Bridge is a great file browser, and supports all of the file formats in the Adobe portfolio. There are lots of overlap on rating, facial recognition, grouping, simple raw conversion, virtual collections, renaming files etc.
If you aren't using it, you may want to take a look at this:
https://www.youtube.com/watch?v=1y_zIJHLwB8As far as Lightroom "losing" files - it doesn't. It can't. Lightoom's power is in its digital asset management capabilities - and like ANY DAM application, it is database-driven. LR only works on images that are first added to its catalog. This is not at all like Bridge, which is browser-based. Once the fundamental difference (browser vs database) is understood, it is really easy to appreciate the ease and speed and power of LR. I've been using LR since version 2, doing operations inside of and outside of LR's catalog, using multiple drives including external ones, and manage a single catalog of over 150,000 files. LR has NEVER lost a single file on me. The key is understanding that LR is NOT a browser.

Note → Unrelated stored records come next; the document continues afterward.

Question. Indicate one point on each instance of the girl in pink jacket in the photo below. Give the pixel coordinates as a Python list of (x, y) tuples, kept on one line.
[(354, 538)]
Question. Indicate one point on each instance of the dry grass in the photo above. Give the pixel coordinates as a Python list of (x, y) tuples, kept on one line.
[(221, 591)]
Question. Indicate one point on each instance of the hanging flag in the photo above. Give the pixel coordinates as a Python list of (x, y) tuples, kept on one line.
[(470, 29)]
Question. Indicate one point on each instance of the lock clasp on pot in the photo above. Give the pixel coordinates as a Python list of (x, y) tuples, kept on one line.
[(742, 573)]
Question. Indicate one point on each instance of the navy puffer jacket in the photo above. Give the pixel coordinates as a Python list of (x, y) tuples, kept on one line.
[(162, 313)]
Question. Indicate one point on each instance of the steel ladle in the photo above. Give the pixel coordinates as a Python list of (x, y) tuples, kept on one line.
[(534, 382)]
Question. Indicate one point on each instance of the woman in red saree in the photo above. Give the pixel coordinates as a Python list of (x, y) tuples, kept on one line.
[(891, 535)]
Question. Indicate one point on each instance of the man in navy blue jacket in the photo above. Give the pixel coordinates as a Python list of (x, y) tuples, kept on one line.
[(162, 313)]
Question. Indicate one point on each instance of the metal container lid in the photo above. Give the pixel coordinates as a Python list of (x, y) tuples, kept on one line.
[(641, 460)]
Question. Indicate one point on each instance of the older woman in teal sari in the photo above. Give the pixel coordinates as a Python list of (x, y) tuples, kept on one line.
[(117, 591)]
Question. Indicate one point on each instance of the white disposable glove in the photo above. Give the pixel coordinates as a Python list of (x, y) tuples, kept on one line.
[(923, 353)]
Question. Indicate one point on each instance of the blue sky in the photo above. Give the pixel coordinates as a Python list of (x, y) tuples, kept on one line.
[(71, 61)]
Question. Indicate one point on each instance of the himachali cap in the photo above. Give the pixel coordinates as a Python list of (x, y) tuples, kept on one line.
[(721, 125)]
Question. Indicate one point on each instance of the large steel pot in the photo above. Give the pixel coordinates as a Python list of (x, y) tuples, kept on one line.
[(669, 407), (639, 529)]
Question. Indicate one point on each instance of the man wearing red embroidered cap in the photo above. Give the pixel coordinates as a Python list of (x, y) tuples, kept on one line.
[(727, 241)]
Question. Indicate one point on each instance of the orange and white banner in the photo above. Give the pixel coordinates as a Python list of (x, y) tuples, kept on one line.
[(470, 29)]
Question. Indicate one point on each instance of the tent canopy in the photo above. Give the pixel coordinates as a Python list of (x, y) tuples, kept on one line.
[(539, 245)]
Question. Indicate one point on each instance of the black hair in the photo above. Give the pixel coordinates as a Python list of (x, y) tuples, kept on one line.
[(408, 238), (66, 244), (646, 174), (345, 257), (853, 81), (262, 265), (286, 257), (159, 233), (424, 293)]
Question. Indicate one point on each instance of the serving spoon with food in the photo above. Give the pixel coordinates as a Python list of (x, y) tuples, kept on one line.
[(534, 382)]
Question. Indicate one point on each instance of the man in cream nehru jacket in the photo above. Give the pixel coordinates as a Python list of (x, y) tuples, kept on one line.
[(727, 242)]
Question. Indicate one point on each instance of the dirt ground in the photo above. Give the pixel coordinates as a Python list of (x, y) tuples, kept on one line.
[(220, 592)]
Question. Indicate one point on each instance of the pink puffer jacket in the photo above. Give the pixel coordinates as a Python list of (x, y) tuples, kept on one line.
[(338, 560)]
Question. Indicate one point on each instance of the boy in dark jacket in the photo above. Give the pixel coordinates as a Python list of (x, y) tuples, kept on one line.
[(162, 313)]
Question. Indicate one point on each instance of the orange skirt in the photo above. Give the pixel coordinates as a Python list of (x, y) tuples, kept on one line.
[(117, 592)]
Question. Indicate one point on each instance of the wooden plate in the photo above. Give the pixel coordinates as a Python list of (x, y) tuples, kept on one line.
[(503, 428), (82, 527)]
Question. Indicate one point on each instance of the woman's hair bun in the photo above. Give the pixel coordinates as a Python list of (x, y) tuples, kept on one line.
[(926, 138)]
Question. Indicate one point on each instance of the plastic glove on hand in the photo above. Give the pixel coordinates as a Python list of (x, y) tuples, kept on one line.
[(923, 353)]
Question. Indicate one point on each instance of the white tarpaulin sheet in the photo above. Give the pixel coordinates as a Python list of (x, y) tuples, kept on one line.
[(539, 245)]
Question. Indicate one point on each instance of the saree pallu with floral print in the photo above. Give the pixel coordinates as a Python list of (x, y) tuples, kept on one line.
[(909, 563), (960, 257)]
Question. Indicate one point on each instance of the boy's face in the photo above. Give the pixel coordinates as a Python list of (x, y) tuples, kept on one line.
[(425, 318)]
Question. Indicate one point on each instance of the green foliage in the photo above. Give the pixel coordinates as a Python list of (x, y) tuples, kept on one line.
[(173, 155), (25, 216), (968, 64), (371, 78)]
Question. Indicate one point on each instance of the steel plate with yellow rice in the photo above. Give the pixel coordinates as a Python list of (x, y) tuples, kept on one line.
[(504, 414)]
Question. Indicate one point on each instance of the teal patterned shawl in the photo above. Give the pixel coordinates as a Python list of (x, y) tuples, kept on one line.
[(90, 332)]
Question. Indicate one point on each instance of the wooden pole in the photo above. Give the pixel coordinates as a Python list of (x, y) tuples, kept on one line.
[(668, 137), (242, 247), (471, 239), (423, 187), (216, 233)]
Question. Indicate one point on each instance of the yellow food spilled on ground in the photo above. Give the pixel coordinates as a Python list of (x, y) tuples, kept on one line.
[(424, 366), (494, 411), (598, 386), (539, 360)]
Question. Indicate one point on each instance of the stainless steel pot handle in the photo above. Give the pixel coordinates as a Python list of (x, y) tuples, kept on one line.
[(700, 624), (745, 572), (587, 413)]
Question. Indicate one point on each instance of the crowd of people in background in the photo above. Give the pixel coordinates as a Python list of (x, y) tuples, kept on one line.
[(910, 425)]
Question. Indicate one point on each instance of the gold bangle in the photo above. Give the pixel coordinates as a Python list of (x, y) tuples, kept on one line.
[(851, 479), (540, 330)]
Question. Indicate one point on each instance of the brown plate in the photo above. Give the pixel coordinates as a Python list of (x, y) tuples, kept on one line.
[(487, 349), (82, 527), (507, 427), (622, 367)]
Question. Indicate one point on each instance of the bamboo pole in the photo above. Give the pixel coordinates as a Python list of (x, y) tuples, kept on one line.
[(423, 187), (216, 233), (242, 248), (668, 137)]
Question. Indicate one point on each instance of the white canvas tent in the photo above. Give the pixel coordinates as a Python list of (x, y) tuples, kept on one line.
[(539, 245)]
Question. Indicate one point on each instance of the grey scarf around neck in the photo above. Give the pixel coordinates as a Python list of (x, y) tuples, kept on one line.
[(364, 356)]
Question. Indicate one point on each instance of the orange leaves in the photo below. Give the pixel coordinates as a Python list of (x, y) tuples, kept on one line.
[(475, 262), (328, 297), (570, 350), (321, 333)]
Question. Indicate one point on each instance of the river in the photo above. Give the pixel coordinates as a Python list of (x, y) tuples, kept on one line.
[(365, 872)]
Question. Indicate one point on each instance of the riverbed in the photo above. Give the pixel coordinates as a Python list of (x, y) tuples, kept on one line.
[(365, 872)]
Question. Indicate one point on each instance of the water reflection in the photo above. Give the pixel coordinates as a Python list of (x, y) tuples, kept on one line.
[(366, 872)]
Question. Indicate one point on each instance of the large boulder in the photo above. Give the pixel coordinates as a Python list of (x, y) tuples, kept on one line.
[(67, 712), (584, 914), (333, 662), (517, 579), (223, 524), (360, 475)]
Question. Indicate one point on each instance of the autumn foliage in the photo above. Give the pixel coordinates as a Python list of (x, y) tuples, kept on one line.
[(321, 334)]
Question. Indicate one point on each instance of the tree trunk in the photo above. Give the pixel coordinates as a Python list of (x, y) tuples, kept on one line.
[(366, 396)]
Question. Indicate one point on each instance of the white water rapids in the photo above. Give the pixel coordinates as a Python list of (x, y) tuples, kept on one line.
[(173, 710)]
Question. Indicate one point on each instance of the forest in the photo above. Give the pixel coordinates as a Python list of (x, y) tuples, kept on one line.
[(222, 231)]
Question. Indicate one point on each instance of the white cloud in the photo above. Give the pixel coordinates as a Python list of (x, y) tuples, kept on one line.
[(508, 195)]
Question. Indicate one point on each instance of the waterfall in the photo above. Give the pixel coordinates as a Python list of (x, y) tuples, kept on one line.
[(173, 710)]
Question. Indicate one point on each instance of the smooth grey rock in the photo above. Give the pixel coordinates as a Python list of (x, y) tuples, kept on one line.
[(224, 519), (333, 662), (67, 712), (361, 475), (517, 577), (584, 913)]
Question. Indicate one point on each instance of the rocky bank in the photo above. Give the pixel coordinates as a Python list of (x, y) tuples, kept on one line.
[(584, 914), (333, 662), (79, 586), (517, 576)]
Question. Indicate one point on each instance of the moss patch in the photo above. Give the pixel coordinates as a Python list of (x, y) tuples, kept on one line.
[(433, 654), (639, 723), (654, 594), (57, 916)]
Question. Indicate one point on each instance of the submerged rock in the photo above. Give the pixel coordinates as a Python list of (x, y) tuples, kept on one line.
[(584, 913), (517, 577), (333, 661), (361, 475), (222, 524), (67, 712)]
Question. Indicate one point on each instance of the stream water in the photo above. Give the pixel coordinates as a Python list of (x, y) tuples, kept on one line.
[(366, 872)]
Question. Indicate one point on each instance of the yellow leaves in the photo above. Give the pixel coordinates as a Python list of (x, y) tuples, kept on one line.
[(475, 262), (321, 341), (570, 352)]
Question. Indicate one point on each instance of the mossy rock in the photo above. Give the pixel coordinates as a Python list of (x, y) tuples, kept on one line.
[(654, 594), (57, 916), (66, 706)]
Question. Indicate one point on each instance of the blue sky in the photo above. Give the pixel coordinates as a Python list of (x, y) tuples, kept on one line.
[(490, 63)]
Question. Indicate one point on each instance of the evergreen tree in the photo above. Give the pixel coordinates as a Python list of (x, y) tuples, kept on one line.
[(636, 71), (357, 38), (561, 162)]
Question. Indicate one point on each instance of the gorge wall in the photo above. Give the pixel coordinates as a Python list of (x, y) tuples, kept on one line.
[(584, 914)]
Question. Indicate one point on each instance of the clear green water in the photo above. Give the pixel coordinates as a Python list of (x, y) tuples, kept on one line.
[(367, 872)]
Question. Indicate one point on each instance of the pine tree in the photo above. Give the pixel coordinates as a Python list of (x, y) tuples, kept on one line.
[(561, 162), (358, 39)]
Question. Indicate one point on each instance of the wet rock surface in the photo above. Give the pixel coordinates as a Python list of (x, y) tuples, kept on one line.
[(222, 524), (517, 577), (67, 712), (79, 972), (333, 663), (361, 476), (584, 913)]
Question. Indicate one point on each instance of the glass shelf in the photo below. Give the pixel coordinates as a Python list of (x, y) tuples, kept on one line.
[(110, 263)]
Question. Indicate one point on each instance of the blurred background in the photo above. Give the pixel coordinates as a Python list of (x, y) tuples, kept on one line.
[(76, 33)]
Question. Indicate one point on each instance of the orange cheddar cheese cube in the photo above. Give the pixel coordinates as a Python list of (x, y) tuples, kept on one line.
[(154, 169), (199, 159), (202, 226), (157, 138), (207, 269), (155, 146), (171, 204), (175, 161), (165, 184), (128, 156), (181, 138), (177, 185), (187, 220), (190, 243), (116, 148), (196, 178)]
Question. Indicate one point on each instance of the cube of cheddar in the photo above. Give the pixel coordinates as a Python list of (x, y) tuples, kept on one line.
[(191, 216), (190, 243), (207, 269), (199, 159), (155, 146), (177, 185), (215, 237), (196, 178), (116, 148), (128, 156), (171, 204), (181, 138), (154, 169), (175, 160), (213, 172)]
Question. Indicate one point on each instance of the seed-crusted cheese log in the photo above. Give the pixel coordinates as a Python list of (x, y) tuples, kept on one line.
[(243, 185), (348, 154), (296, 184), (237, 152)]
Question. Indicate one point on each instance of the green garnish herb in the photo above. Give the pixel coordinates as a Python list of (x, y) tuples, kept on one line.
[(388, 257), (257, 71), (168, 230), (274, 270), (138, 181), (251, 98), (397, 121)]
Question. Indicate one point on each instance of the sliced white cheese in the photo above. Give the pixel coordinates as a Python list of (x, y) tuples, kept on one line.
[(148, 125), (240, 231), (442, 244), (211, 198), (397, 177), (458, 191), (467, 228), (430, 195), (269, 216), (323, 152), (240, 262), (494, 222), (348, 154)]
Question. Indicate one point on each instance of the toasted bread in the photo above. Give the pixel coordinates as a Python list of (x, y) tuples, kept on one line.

Most people who get into trouble with LR is because they insist on using it like Bridge or any other file browser. Bridge does not have a catalog system, but LR does. If you move, add or delete files at the operating system level (Windows Explorer or Finder), not updating the file locations in Lightroom (by syncing the folders with the changes), will result in Lightroom losing the connection to those file locations. Think of it this way - if you are an organized auto mechanic (or carpenter, or plumber, etc) - you have a place for all of your tools, and you can work quickly and efficiently because you know exactly where your tools are - they are either in their storage location or they are in your hands or very close to you as you use them. When you are finished, they are returned to their storage areas. Now you hire a new guy - who has no respect for your organization style - he takes tools uses them and either leaves them around or takes them home with him etc - and all of a sudden, your tools are lost. The problem is not the organizational structure you have set up, nor is it the tools themselves - they don't have feet and can't walk. The reality is that 100% of the blame for lost tools is clearly on the shoulders of the new guy - for being sloppy and not respecting what you have set up.
The reason there is no way to use Bridge from Lightroom is that it is completely redundant to do so. It is presumed that if one is using LR they are also using it's file management tools. Everything that can be done in Bridge can also be done in LR - but with the more efficient interface, certain things - like operations on multiple files simultaneously - are must less cumbersome in LR.
Used correctly, it is virtually impossible to "lose" a file in Lightroom. Saving presents for just about anything in LR is a very powerful feature that is much faster to do than scripts, which accomplish similar things in Bridge.